Study to Look at and Compare How Inhaled and Intravenous Fluticasone Furoate and GW642444 Are Processed by the Body in Healthy Subjects

This study has been completed.
Sponsor:
Information provided by:
GlaxoSmithKline
ClinicalTrials.gov Identifier:
NCT01299558
First received: June 10, 2010
Last updated: May 12, 2011
Last verified: May 2011
  Purpose

This study is being done to look at the absolute bioavailability of fluticasone furoate and GW642444 inhalation powder when administered in healthy subjects. Bioavailability is determined by measuring the amount of the dose of inhaled medication that reaches the circulation; the amount of inhaled fluticasone furoate and GW642444 powder will be compared to the medication administered intravenously (where bioavailability is 100%).

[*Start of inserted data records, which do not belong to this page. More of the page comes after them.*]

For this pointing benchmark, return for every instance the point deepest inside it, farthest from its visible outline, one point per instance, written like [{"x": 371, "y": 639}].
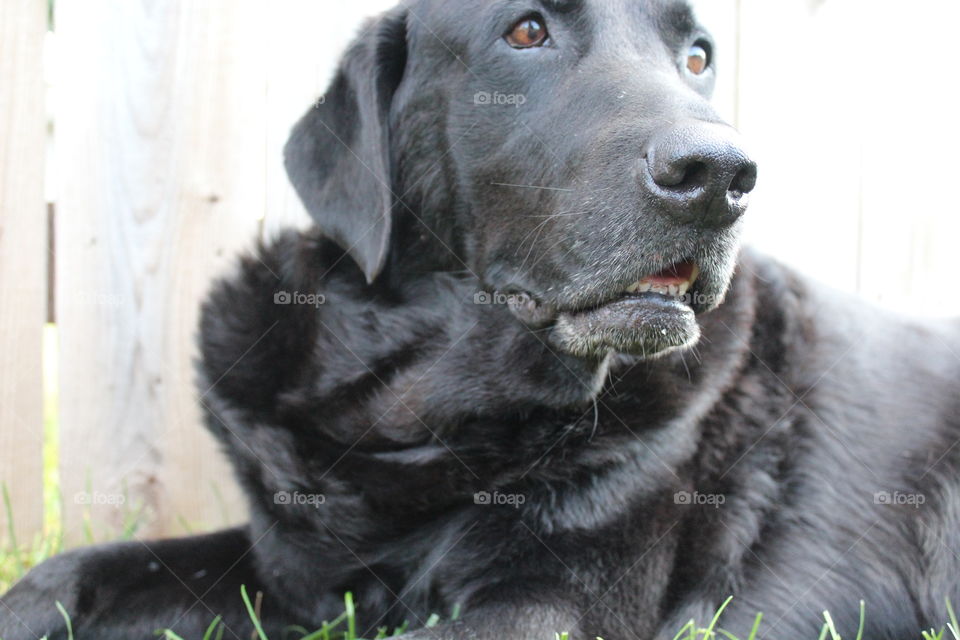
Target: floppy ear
[{"x": 338, "y": 156}]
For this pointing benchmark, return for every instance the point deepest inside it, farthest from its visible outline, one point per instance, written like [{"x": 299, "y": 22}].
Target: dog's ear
[{"x": 338, "y": 156}]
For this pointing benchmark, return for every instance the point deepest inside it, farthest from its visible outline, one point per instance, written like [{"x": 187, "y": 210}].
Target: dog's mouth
[
  {"x": 649, "y": 318},
  {"x": 674, "y": 282}
]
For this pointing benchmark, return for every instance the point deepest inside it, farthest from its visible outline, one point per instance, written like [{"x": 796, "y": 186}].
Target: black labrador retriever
[{"x": 498, "y": 374}]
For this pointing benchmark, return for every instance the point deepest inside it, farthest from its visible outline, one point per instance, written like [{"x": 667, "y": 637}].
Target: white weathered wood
[
  {"x": 23, "y": 260},
  {"x": 161, "y": 148}
]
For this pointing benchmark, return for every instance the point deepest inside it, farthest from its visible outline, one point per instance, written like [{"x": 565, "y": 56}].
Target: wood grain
[
  {"x": 23, "y": 259},
  {"x": 161, "y": 144}
]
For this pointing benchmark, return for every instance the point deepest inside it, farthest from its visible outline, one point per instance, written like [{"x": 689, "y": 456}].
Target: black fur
[{"x": 800, "y": 456}]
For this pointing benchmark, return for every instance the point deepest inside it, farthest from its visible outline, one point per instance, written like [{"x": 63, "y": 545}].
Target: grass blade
[
  {"x": 252, "y": 613},
  {"x": 66, "y": 619},
  {"x": 11, "y": 531}
]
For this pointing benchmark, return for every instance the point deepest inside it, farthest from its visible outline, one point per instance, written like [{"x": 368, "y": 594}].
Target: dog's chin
[{"x": 647, "y": 325}]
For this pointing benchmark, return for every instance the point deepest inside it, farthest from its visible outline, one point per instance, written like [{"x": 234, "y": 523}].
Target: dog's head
[{"x": 564, "y": 151}]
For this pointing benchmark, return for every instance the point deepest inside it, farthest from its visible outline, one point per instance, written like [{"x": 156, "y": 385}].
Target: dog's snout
[{"x": 701, "y": 173}]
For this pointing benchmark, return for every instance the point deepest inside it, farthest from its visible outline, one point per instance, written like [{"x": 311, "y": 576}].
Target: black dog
[{"x": 498, "y": 374}]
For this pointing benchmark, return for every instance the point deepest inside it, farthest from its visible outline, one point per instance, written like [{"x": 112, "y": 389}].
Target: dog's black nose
[{"x": 700, "y": 173}]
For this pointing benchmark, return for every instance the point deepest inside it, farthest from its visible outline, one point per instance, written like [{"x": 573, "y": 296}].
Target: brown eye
[
  {"x": 698, "y": 59},
  {"x": 529, "y": 32}
]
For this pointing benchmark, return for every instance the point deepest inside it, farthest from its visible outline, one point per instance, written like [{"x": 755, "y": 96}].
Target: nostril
[
  {"x": 745, "y": 181},
  {"x": 695, "y": 177},
  {"x": 684, "y": 175}
]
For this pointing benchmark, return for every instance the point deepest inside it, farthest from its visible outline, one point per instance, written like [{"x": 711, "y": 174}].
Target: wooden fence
[{"x": 168, "y": 118}]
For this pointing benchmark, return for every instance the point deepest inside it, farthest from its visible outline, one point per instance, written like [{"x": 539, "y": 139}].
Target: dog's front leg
[{"x": 133, "y": 589}]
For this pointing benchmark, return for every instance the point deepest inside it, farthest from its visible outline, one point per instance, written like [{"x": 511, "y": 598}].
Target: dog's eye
[
  {"x": 529, "y": 32},
  {"x": 698, "y": 58}
]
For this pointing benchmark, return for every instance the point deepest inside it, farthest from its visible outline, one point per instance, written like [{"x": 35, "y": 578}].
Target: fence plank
[
  {"x": 23, "y": 258},
  {"x": 161, "y": 149}
]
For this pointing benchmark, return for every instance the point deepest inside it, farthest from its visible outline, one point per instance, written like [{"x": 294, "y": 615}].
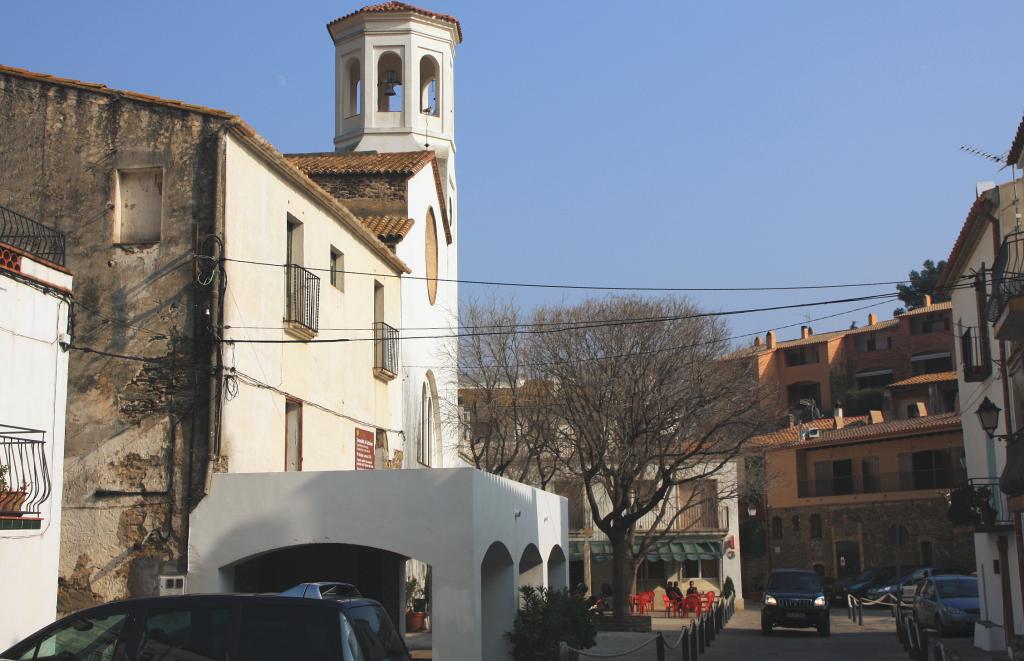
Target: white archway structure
[{"x": 449, "y": 518}]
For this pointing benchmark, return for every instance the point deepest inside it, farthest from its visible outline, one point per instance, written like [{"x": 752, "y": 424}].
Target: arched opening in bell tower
[
  {"x": 390, "y": 96},
  {"x": 429, "y": 97},
  {"x": 353, "y": 89}
]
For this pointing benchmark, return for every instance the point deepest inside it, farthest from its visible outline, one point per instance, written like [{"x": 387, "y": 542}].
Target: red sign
[{"x": 365, "y": 449}]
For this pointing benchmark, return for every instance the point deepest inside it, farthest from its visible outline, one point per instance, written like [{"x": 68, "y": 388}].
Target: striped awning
[{"x": 677, "y": 548}]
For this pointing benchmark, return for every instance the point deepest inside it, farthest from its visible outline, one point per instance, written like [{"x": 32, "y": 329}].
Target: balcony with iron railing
[
  {"x": 385, "y": 351},
  {"x": 302, "y": 301},
  {"x": 976, "y": 356},
  {"x": 25, "y": 479},
  {"x": 1006, "y": 306},
  {"x": 930, "y": 479},
  {"x": 31, "y": 236}
]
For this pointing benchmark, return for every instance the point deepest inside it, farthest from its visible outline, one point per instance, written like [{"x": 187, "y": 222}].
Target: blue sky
[{"x": 660, "y": 144}]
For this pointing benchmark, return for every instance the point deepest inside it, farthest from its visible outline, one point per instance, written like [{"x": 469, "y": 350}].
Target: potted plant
[
  {"x": 11, "y": 499},
  {"x": 547, "y": 618},
  {"x": 414, "y": 598}
]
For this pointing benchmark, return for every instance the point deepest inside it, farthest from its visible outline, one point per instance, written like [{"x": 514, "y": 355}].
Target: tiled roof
[
  {"x": 937, "y": 378},
  {"x": 855, "y": 431},
  {"x": 935, "y": 307},
  {"x": 1015, "y": 149},
  {"x": 402, "y": 163},
  {"x": 975, "y": 221},
  {"x": 389, "y": 229},
  {"x": 396, "y": 7},
  {"x": 373, "y": 163},
  {"x": 102, "y": 89}
]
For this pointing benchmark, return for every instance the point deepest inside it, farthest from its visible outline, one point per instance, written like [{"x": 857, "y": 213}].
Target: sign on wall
[{"x": 364, "y": 449}]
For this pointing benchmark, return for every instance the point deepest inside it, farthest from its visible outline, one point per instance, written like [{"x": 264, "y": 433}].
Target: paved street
[{"x": 741, "y": 639}]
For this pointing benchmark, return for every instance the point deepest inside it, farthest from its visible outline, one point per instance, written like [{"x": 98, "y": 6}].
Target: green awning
[{"x": 677, "y": 548}]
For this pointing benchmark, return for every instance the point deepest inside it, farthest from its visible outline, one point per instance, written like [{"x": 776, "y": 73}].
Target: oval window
[{"x": 431, "y": 231}]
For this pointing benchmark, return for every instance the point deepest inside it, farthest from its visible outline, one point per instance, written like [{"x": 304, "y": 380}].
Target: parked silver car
[{"x": 949, "y": 604}]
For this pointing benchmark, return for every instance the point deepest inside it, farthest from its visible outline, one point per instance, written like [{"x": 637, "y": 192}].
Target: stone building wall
[
  {"x": 137, "y": 428},
  {"x": 868, "y": 525}
]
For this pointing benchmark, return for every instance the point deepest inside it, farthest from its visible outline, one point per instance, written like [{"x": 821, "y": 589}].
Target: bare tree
[
  {"x": 644, "y": 408},
  {"x": 506, "y": 421}
]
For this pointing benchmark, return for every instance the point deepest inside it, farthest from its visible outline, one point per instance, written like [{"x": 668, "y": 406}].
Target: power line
[
  {"x": 568, "y": 325},
  {"x": 599, "y": 288}
]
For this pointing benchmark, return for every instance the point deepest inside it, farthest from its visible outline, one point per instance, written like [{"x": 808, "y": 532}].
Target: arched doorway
[
  {"x": 498, "y": 603},
  {"x": 377, "y": 573},
  {"x": 557, "y": 568}
]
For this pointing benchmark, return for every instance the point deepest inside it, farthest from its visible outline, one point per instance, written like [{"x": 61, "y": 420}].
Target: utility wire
[{"x": 549, "y": 285}]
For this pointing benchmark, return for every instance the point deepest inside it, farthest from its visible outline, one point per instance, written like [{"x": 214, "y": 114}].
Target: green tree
[{"x": 922, "y": 282}]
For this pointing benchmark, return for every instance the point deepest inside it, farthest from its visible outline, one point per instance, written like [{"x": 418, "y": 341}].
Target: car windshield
[
  {"x": 376, "y": 633},
  {"x": 956, "y": 587},
  {"x": 797, "y": 581}
]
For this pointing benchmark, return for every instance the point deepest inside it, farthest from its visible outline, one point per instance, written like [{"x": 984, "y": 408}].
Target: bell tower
[{"x": 394, "y": 80}]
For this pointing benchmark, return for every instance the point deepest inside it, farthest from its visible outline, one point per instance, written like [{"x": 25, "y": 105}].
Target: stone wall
[
  {"x": 137, "y": 429},
  {"x": 867, "y": 525}
]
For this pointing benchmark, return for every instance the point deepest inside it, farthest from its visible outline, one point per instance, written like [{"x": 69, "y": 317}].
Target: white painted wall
[
  {"x": 986, "y": 457},
  {"x": 337, "y": 377},
  {"x": 33, "y": 394},
  {"x": 448, "y": 518}
]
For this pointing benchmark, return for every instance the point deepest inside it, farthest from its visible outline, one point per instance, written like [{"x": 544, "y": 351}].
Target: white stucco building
[
  {"x": 985, "y": 370},
  {"x": 35, "y": 310}
]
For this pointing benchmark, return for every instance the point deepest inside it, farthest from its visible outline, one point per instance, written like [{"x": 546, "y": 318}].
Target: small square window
[
  {"x": 138, "y": 206},
  {"x": 337, "y": 269}
]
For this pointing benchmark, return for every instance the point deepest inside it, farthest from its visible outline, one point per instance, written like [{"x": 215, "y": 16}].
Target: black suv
[
  {"x": 316, "y": 624},
  {"x": 795, "y": 599}
]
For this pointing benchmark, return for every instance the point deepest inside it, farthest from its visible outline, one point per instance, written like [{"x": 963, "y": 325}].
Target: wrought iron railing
[
  {"x": 882, "y": 482},
  {"x": 385, "y": 348},
  {"x": 976, "y": 358},
  {"x": 1008, "y": 274},
  {"x": 33, "y": 237},
  {"x": 26, "y": 479},
  {"x": 302, "y": 305}
]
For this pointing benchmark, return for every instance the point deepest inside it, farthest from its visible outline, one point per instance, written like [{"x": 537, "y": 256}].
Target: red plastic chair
[{"x": 694, "y": 605}]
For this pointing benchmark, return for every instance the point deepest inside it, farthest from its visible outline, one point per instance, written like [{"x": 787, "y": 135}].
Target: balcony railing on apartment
[
  {"x": 35, "y": 238},
  {"x": 385, "y": 348},
  {"x": 882, "y": 483},
  {"x": 976, "y": 357},
  {"x": 26, "y": 479},
  {"x": 302, "y": 304},
  {"x": 1008, "y": 274}
]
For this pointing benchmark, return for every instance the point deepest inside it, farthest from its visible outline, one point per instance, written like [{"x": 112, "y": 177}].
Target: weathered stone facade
[
  {"x": 866, "y": 524},
  {"x": 138, "y": 432}
]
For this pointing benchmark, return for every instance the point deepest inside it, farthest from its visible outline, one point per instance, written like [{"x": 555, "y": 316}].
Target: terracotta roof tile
[
  {"x": 102, "y": 89},
  {"x": 979, "y": 212},
  {"x": 389, "y": 229},
  {"x": 402, "y": 163},
  {"x": 856, "y": 431},
  {"x": 1015, "y": 149},
  {"x": 937, "y": 378},
  {"x": 397, "y": 7}
]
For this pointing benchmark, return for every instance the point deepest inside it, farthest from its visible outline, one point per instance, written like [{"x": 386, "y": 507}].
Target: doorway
[{"x": 847, "y": 559}]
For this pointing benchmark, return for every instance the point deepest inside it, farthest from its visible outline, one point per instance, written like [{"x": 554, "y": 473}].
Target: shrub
[{"x": 548, "y": 617}]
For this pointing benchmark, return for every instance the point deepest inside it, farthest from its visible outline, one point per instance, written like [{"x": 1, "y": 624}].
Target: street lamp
[{"x": 988, "y": 413}]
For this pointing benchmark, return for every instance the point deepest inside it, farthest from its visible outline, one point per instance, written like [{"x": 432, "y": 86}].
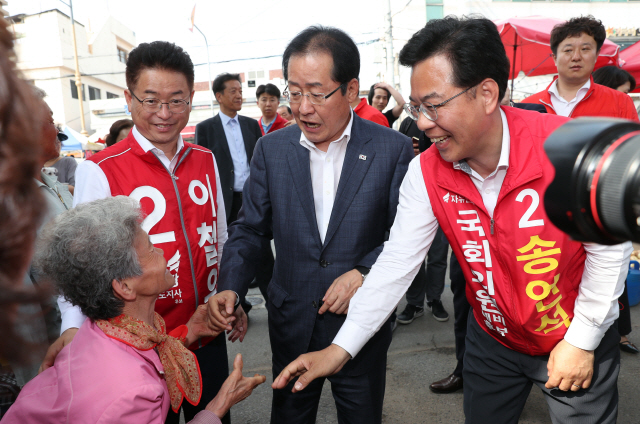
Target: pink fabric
[{"x": 95, "y": 379}]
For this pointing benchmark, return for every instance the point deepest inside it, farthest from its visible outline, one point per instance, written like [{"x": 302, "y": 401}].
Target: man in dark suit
[
  {"x": 327, "y": 190},
  {"x": 232, "y": 138}
]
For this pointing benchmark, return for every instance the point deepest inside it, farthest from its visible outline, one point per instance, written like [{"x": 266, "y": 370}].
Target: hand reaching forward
[
  {"x": 235, "y": 389},
  {"x": 569, "y": 367},
  {"x": 339, "y": 295},
  {"x": 310, "y": 366}
]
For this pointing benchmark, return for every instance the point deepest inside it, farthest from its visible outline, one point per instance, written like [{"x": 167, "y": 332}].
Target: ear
[
  {"x": 353, "y": 90},
  {"x": 489, "y": 93},
  {"x": 123, "y": 289}
]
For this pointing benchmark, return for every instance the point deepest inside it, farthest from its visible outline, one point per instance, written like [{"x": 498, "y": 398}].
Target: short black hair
[
  {"x": 613, "y": 77},
  {"x": 333, "y": 41},
  {"x": 158, "y": 55},
  {"x": 269, "y": 89},
  {"x": 471, "y": 44},
  {"x": 219, "y": 84},
  {"x": 288, "y": 108},
  {"x": 576, "y": 26},
  {"x": 372, "y": 92}
]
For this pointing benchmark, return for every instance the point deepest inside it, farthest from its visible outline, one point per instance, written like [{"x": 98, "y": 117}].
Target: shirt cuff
[
  {"x": 205, "y": 417},
  {"x": 351, "y": 338},
  {"x": 584, "y": 336}
]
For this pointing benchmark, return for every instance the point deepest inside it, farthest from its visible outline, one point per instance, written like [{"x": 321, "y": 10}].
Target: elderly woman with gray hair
[{"x": 121, "y": 366}]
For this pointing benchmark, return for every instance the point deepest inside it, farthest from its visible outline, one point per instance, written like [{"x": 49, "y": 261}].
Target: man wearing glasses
[
  {"x": 526, "y": 281},
  {"x": 178, "y": 187},
  {"x": 327, "y": 189}
]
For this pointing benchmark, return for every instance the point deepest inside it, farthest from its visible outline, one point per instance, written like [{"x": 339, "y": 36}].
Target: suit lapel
[
  {"x": 220, "y": 135},
  {"x": 358, "y": 158},
  {"x": 299, "y": 163}
]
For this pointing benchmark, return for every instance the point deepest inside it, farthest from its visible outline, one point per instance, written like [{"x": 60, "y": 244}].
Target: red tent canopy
[
  {"x": 529, "y": 38},
  {"x": 630, "y": 62}
]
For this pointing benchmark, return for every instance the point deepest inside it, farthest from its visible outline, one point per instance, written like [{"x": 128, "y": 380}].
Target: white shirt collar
[
  {"x": 503, "y": 162},
  {"x": 553, "y": 90},
  {"x": 226, "y": 119},
  {"x": 146, "y": 144},
  {"x": 346, "y": 135}
]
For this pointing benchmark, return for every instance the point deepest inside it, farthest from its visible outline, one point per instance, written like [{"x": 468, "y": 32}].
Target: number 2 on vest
[{"x": 525, "y": 221}]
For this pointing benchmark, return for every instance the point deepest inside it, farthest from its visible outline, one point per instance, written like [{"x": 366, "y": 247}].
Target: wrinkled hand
[
  {"x": 339, "y": 295},
  {"x": 220, "y": 310},
  {"x": 64, "y": 339},
  {"x": 199, "y": 326},
  {"x": 569, "y": 365},
  {"x": 310, "y": 366},
  {"x": 240, "y": 326},
  {"x": 235, "y": 389}
]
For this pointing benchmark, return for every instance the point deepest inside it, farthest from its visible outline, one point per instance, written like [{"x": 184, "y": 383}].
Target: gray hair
[{"x": 84, "y": 249}]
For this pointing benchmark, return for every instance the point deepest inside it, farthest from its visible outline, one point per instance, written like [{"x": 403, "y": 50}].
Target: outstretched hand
[
  {"x": 310, "y": 366},
  {"x": 235, "y": 389}
]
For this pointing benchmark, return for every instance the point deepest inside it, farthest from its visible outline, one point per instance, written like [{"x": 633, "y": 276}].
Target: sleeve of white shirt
[
  {"x": 411, "y": 236},
  {"x": 91, "y": 184},
  {"x": 596, "y": 307}
]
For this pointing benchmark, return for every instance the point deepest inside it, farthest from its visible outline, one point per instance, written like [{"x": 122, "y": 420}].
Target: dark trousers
[
  {"x": 431, "y": 281},
  {"x": 214, "y": 369},
  {"x": 265, "y": 265},
  {"x": 498, "y": 380},
  {"x": 461, "y": 309},
  {"x": 358, "y": 398},
  {"x": 624, "y": 320}
]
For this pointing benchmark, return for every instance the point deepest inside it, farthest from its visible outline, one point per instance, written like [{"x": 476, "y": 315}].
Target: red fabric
[
  {"x": 523, "y": 289},
  {"x": 132, "y": 172},
  {"x": 630, "y": 62},
  {"x": 599, "y": 101},
  {"x": 365, "y": 111},
  {"x": 532, "y": 37},
  {"x": 277, "y": 124}
]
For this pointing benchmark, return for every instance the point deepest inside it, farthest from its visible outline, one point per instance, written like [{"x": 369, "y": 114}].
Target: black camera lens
[{"x": 595, "y": 195}]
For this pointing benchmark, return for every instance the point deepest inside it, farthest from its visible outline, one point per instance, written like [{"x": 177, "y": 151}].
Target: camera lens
[{"x": 595, "y": 195}]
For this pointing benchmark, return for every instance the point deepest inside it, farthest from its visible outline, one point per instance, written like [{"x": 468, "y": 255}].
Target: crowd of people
[{"x": 144, "y": 254}]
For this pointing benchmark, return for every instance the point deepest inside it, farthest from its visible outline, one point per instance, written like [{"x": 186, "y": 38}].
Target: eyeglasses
[
  {"x": 152, "y": 105},
  {"x": 315, "y": 98},
  {"x": 430, "y": 111}
]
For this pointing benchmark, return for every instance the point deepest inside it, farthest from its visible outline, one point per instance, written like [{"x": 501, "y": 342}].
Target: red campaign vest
[
  {"x": 183, "y": 223},
  {"x": 522, "y": 273}
]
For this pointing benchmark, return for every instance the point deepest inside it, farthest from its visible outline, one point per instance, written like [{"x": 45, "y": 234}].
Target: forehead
[
  {"x": 312, "y": 69},
  {"x": 162, "y": 82}
]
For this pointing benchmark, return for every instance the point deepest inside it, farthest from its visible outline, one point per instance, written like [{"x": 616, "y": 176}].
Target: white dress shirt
[
  {"x": 326, "y": 168},
  {"x": 560, "y": 105},
  {"x": 235, "y": 141},
  {"x": 411, "y": 236},
  {"x": 92, "y": 184}
]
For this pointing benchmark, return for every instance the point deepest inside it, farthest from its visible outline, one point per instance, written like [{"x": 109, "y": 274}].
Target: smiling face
[
  {"x": 457, "y": 132},
  {"x": 161, "y": 128},
  {"x": 380, "y": 99},
  {"x": 321, "y": 124},
  {"x": 575, "y": 59}
]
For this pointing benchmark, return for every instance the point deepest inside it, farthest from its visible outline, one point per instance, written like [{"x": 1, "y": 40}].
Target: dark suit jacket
[
  {"x": 278, "y": 201},
  {"x": 210, "y": 134}
]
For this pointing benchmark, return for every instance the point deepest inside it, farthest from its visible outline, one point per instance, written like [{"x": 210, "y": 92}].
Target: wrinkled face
[
  {"x": 380, "y": 99},
  {"x": 321, "y": 124},
  {"x": 155, "y": 277},
  {"x": 162, "y": 127},
  {"x": 284, "y": 112},
  {"x": 231, "y": 97},
  {"x": 268, "y": 104},
  {"x": 576, "y": 58},
  {"x": 625, "y": 88},
  {"x": 456, "y": 132}
]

Condition Intervention Phase
Asthma
Drug: fluticasone furoate//GW642444
Drug: fluticasone furoate
Drug: GW642444
Phase 1

Study Type: Interventional
Study Design: Allocation: Non-Randomized
Endpoint Classification: Bio-availability Study
Intervention Model: Crossover Assignment
Masking: Open Label
Official Title: An Open-label, Non-randomised, Three-way Crossover, Single Dose Study to Determine the Absolute Bioavailability of Fluticasone Furoate (FF)/GW642444 Inhalation Powder, in Healthy Subjects

Resource links provided by NLM:


Further study details as provided by GlaxoSmithKline:

Primary Outcome Measures:
  • Absolute bioavailability of FF and GW642444 following single dose of FF/GW642444M Inhalation Powder; determined by measuring the amount of the dose of inhaled medication that reaches the circulation compared to the medication administered intravenously [ Time Frame: Up to 48hr PK sampling periods profiles on 3 separate occasions over a total period of up to 5 weeks ] [ Designated as safety issue: No ]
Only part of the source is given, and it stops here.